Test suite runs execute those items against one or more agents, create conversations from each item, and can attach evaluators to score the results.

When you start a run with evaluators selected, the platform also creates a batch evaluation job scoped to that run’s conversations.

Where to find test suites

  1. Open your project in the Visual Builder.
  2. In the project sidebar, choose Test Suites.
Note
Note

You need Edit permission on the project to create or change test suites, items, run configurations, and to start runs. See Access control.

Create a test suite

From the Test Suites list, create a new suite and give it a name. The suite is empty until you add items.

Test suite items

Each item has:

  • Input — JSON object with a messages array. Each message has a role (user, assistant, or system) and content in the same shape as chat messages elsewhere in the product (for example text strings, or parts for richer content). This is what the agent sees when the item is run.
  • Expected output (optional) — JSON array of messages with the same role/content shape.

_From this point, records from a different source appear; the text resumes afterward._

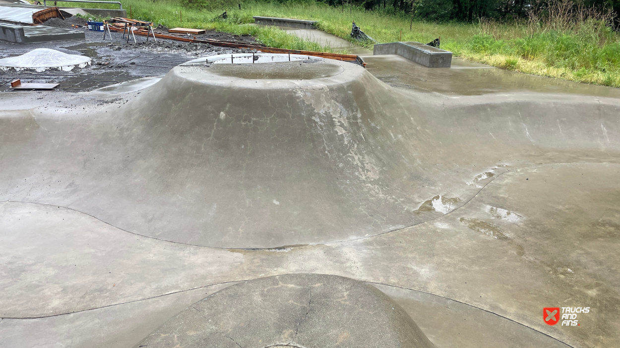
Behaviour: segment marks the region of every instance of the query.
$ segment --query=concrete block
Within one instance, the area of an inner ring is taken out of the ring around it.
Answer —
[[[290,18],[276,18],[274,17],[260,17],[255,15],[254,23],[264,25],[279,25],[280,27],[292,27],[302,29],[313,29],[316,27],[316,20],[304,20],[303,19],[291,19]]]
[[[398,54],[427,67],[450,67],[452,52],[419,42],[391,42],[375,45],[373,54]]]
[[[24,27],[6,23],[0,23],[0,40],[14,43],[24,42]]]

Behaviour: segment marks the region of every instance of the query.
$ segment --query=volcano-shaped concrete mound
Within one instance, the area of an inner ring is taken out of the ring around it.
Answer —
[[[235,284],[194,303],[135,346],[150,348],[432,348],[396,302],[376,287],[325,274]]]
[[[330,60],[182,66],[97,113],[5,118],[0,199],[196,245],[356,239],[452,211],[511,166],[617,161],[618,107],[407,94]]]

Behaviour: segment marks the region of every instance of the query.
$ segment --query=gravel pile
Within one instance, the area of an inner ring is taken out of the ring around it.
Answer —
[[[86,20],[74,15],[65,20],[60,18],[50,18],[46,20],[43,25],[48,27],[54,27],[55,28],[71,28],[71,25],[79,25],[80,27],[86,26]]]

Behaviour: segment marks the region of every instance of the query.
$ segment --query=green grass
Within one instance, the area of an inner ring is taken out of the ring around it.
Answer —
[[[234,6],[199,10],[182,7],[177,0],[122,0],[122,2],[128,15],[131,6],[134,18],[168,27],[201,28],[251,35],[267,46],[296,50],[329,51],[329,48],[277,28],[254,25],[252,17],[316,20],[321,30],[350,41],[351,22],[355,21],[379,42],[400,40],[426,43],[441,37],[441,48],[451,51],[456,56],[528,74],[620,87],[620,35],[601,20],[565,21],[559,24],[543,23],[543,20],[534,24],[531,22],[483,21],[471,24],[414,21],[410,30],[409,19],[402,14],[366,11],[355,7],[332,7],[305,0],[285,4],[246,0],[242,1],[242,9],[239,10],[236,1],[228,1]],[[75,3],[66,4],[76,6]],[[212,20],[224,10],[228,11],[228,19]],[[371,46],[370,43],[365,45]]]

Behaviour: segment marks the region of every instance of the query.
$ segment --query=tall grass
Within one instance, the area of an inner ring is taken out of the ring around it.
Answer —
[[[534,9],[529,18],[521,21],[481,20],[474,24],[415,21],[410,30],[410,17],[405,14],[330,7],[314,1],[243,0],[241,10],[238,1],[229,0],[218,0],[221,5],[202,8],[184,7],[178,0],[120,1],[128,12],[131,7],[135,18],[169,27],[251,35],[274,47],[329,50],[277,28],[254,25],[253,15],[318,20],[320,29],[350,41],[352,22],[379,42],[426,43],[441,37],[441,48],[456,56],[529,74],[620,87],[620,35],[611,29],[609,14],[575,7],[570,0],[557,0],[549,7]],[[224,11],[228,19],[213,20]]]

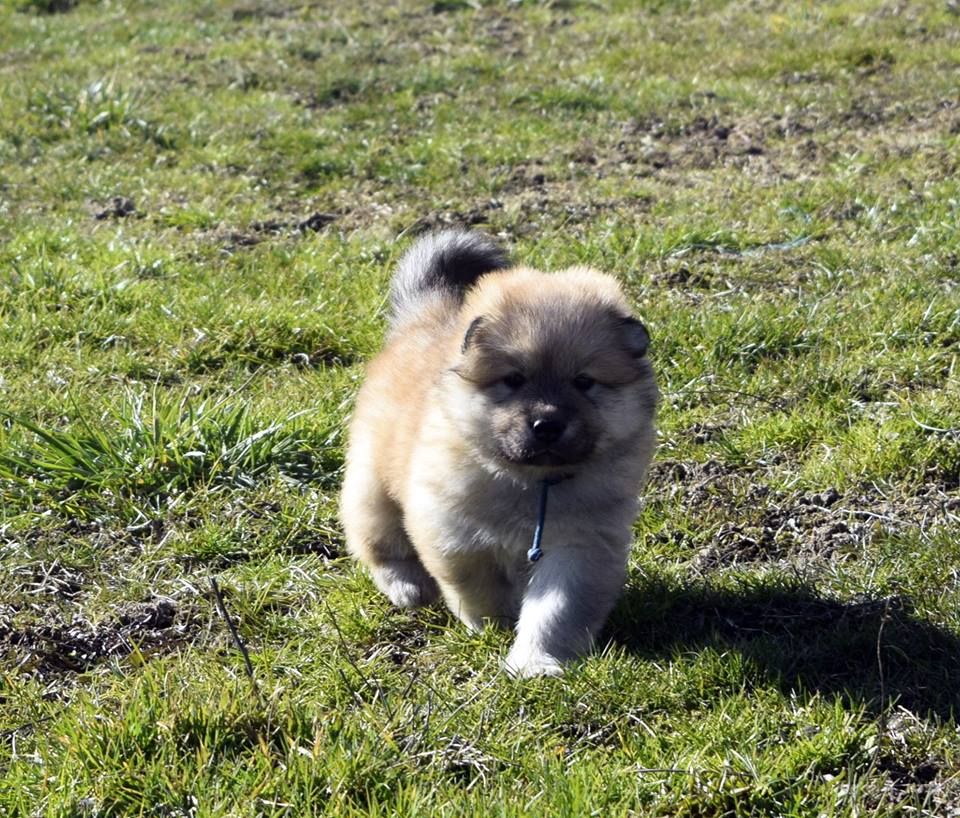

Use it to record the reference reply you care about; evaluators or your own tooling can compare model output to this.
Create Test Suite Item dialog showing input messages and optional expected output

Bulk upload from CSV

From the Items tab on a test suite, choose Upload CSV to create many items at once. The file must be UTF-8 and include a header row.

Recognized headers (case-insensitive):

  • input (required)
  • expectedOutput (optional)

Each cell can contain either:

  • Plain text — a single-turn input becomes { messages: [{ role: 'user', content: '<text>' }] }, and a plain-text expected output becomes [{ role: 'assistant', content: '<text>' }].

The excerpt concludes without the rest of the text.